Gedung telah dipenuhi oleh ratusan atau bahkan ribuan manusia, tak sanggup lah aku untuk menghitungnya satu-persatu.
Aku duduk di barisan keempat tepat di belakang para tamu undangan. Maklumlah kerinduan anak rantau akan kesenian tempat lahirnya menuntut untuk duduk sedekat mungkin dengan panggung. Pengharapan untuk mengobati rindu inipun begitu memuncak. Serangkaian acara telah ditampilkan termasuk tari guel dari sanggar Rembune serta pertunjukan musik garapan dan musikalisasi puisipun menghipnotis semua penonton yang memenuhi gedung taman budaya ini.
Setelah tausiah disampaikan oleh guru besar IAIN Ar-Raniry, Prof. Dr. Al-yasa’ Abu Bakar. Tidak lama kemudian, dipandu oleh dua orang pembawa acara masing-masing grup Didong dipersilahkan untuk menaiki panggung untuk bertarung dengan syair-syair yang mereka miliki. Teruna Jaya telah bersiap dengan memakai baju putih dan Biak Cacak tidak ingin kalah dengan baju birunya. Telah ada dua dewan juri yaitu Aman Peteri Punce dan Salman Yoga S yang telah siap menilai keindahan syair dan tepukan dari dua grup ini.
Dihadapanku seseorang yang terus bertanya ketika Didong telah dimulai, sesekali ia gerakkan badannya mengikuti syair dan tepukan Didong dan terus bertanya kepada salah seorang dewan juri, Salman Yoga S. Jika penonton telah bergelak tawa atau bersurak saat syair-syair Teruna Jaya dengan kata-kata “tukul” yang dilantunkan iapun sesekali menoleh menyaksikan ekspresi para penonton yang bersurak.
Djailani namanya, seorang akademisi dibidang musik yang berasal dari Bandung.

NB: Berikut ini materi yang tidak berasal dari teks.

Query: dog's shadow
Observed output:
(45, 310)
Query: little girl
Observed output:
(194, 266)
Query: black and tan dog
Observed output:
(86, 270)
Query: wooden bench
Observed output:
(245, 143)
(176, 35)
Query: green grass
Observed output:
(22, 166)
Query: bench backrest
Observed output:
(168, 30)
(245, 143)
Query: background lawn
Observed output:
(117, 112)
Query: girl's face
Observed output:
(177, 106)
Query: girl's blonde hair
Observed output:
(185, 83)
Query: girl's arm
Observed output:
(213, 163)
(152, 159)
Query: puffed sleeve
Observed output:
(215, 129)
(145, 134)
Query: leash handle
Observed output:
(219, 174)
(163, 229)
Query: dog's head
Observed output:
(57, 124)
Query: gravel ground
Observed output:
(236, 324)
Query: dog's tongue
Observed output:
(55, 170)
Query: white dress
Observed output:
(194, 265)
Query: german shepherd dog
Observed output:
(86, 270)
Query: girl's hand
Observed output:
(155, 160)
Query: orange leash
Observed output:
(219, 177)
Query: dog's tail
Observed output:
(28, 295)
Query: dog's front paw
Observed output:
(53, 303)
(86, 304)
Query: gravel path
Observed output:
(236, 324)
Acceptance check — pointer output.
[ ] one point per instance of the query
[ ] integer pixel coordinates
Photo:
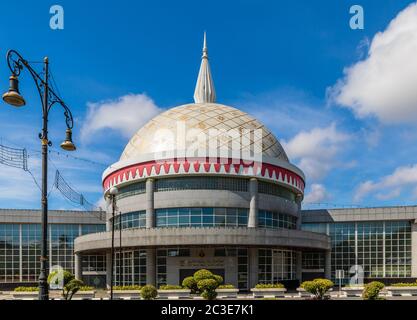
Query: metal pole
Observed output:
(43, 284)
(112, 247)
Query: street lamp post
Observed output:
(49, 98)
(112, 195)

Menurutnya, Didong jalu bukan untuk saling menjatuhkan dan mengalahkan tapi saling berbagi peran, berbagi irama dan berbagi syair. “lihat saja penonton juga ikut terbawa perasaan dengan syair yang dilantunkan mereka” katanya sambil lebih mengeraskan suaranya ditengah gemuruh suara penonton karena “tukul” dari ceh Biak Cacak.

Ketertarikan Djailani pada Didong Jalu karena pola interaktif yang dihasilkan dari satu kelompok dengan kelompok lain, bahkan penonton juga dapat imbasnya dengan surak-surak mereka.
Untuk irama yang dihasilkan dari tepukan, ia menyarankan untuk lebih dieksplorasi dan sering-sering berlatih karena menurutnya setiap grup harus punya irama yang khas yang menjadi ciri khas masing-masing kelompok tanpa meninggalkan kekhasan Didong itu sendiri.
Kepulan asap rokok telah memenuhi ruangan, seakan sedang berada di negeri di atas awan dengan kabut paginya. Untuk ini bukan kabut pagi di kota dingin itu tapi kabut yang dihasilkan kepulan asap rokok. Tidak ingin semakin menyiksa paru-paru aku putuskan untuk langsung pulang meski masih ingin rasanya menonton pertunjukan ini. Namun apa yang ingin dikata, memang sering kali kaum hawa didiskriminasi dengan kepulan embun malam ini. (Zuhra Ruhmi Binti Zain)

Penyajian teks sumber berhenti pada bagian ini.